Went out to Texas Stadium Sunday morning for a funeral and - hate to admit this - but I cried. For a building. I know, silly.

Or is it?

Just after dawn - 7:07 a.m. if you need a specific time of death - the world's most recognizable hole in the roof was imploded into a hole in the ground, symbolically tearing a hole in our heart. Christened by Tex Schramm, nurtured by Tom Landry and canonized by Roger Staubach, Troy Aikman and Emmitt Smith, Texas Stadium was built by 17 National Football League Hall of Famers and destroyed by 2,700 pounds of dynamite.

In what was more a money-making novelty act rather than a proper burial, Terrell 11-year-old Casey Rogers - the winner of an essay contest sponsored by Kraft - opened a yellow box and pushed the button that detonated our most beloved sports theater. After some fireworks foreplay, 55 well-placed explosions and a concussion that you could literally feel in your chest, the stadium that put Irving on the world's map went down in a heap.

And just like, in less than a minute, Texas' most recognizable architecture this side of The Alamo was gone.

While Cowboys owner Jerry Jones, a handful of former players and an estimated 20,000 fans watched, Texas Stadium was reduced to a smoke cloud and, eventually, a remarkable pile of steel, three stubborn concrete buttresses and a lifetime of memories. In 1971 it cost $35 million to build; in 2010 $6 million to destroy.

Maybe I've become a sentimental old fool, but it's just sad that where once there was P.C. Cobb Stadium, there is now the Infomart. And where once there was the championship aura of Texas Stadium, yesterday there was a big Kraft "Demolicious" commercial orchestrated by a kid with no clue of the significance. His Cowboys memories wouldn't fill a thimble; his trips inside Texas Stadium stopped at one.

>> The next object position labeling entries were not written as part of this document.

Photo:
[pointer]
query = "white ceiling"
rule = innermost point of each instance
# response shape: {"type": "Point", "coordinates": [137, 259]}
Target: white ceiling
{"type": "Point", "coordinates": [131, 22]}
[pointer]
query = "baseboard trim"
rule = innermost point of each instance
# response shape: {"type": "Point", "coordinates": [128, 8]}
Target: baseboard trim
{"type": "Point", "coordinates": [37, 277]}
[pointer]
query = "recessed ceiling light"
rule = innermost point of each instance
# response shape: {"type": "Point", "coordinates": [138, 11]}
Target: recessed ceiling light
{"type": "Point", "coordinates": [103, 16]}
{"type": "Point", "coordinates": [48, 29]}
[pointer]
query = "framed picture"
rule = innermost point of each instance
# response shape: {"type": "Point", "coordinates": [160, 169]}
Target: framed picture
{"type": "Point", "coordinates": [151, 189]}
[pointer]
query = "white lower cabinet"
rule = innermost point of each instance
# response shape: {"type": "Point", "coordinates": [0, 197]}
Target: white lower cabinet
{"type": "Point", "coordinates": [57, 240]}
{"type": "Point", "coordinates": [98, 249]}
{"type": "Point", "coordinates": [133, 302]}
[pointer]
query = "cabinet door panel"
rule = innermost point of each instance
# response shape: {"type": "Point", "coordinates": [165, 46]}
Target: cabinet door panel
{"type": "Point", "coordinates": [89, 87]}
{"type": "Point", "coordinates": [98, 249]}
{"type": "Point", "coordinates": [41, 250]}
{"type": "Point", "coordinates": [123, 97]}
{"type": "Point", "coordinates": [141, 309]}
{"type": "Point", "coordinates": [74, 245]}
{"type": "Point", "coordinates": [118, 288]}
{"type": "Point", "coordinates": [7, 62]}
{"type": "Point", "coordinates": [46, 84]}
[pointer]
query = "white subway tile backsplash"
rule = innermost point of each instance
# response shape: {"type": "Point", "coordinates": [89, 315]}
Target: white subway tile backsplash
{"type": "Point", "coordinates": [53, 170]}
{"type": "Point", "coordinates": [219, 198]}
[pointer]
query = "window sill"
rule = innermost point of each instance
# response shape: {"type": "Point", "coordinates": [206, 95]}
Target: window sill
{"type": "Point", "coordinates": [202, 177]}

I was fortunate enough to attend the first and last game at Texas Stadium.

Back on October 24, 1971 the walls were gray and starless, the goal posts sat in the end zone, there was a Cowboys band, no upper-level luxury suites and the Kilgore Rangerettes performed at halftime. On December 20, 2008 the Cowboys closed the place with a kick-to-the-crotch loss to the Baltimore Ravens, allowing 77- and 82-yard runs up the gut in the final three minutes.

In between those dates, a chunk of my life was formed. To me it wasn't just a cool building with a hole in the roof so God could watch his favorite team. It wasn't only a formidable home field where the Cowboys went 213-100, hosted four NFC Championship Games and grew into America's Team. It was one of my childhood tree houses, inside which I worked (selling souvenirs), played (impromptu late-night touch games) and graduated (Duncanville High School, Class of '82). At Texas Stadium I saw Dallas Tornado soccer. Von Erich pro rasslin'. Madonna. Michael Jackson. Farm Aid. I even remember watching Grease at the stadium's drive-in movie in the late 70s. Buddy of mine got married at midfield. I'll never forget Staubach's final comeback win in '79, Emmitt's rushing record in '02 or Clint Longley's improbable touchdown '74. Texas Stadium was Tom Landry's stare, Crazy Ray's whistle and the cameos in Any Given Sunday and Dallas.

In its final years it had a dingy roof, mysterious puddles of standing water and very mediocre tenants, but Texas Stadium should be remembered as the site where legends were born and championships were celebrated. It deserved to lie in state in some grand rotunda before being transformed into a gigantic museum, or at least one of those places adorned with a historical marker.

Texas Stadium went up in smoke, as a revenue-generating, cheesy public relations stunt. But it will go down in history, as one of our most beloved playgrounds.